First, I would never make fun of anybody (except maybe this guy). We see online video platform (OVP) providers as fulfilling an important place in the market: the provision of easy-to-use and easy-to-deploy tools for publishing video primarily on websites. By our count, there are over 50 OVP companies in the market that are commercially active—and that doesn’t take into account corporate initiatives to provide free or near-free online video solutions at large companies like Google and Adobe. I don’t think there’s a real debate at this point as to whether we’re seeing commoditization of the traditional OVP market from a technical perspective, but that doesn’t mean companies can’t differentiate by providing better client service and support, integrating content and other value-added services (but not these kinds of services, Money), or focusing on certain specific geographies and client verticals.

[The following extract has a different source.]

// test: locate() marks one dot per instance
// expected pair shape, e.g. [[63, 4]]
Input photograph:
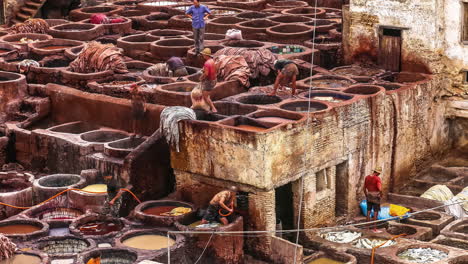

Actually our entry-level product, VX Media Suite, could be qualified as an OVP, but we’re not focused on reselling bandwidth and storage like so many OVPs are, and VX Media Suite is geared towards complex corporate (non-media company) deployments where the value proposition to the client has more to do with realizing internal efficiencies and integration with CMS and ERP systems than straight over-the-top (OTT) video publishing (not to be confused with this Over-the-Top). VX Media Suite is also 3-screen capable, and tends to support a lot of live broadcasting (for internal corporate communications, investor relations, staff training, “closed circuit” community broadcasts, etc.)—something you see almost none of with the traditional OVP providers. Clients using our OTT-oriented solution include FedEx, Bristol-Myers Squibb, Home Depot, Intel and General Motors. As GM was going through their Chapter 11 and associated massive cost-cutting process they substantially increased their usage (and consequent spend) on our IP video communications platform, as part of their movement away from expensive, traditional closed circuit internal communications systems—which involve dedicated satellite carriage, Ka-band dishes and dedicated classroom environments in distributed locations.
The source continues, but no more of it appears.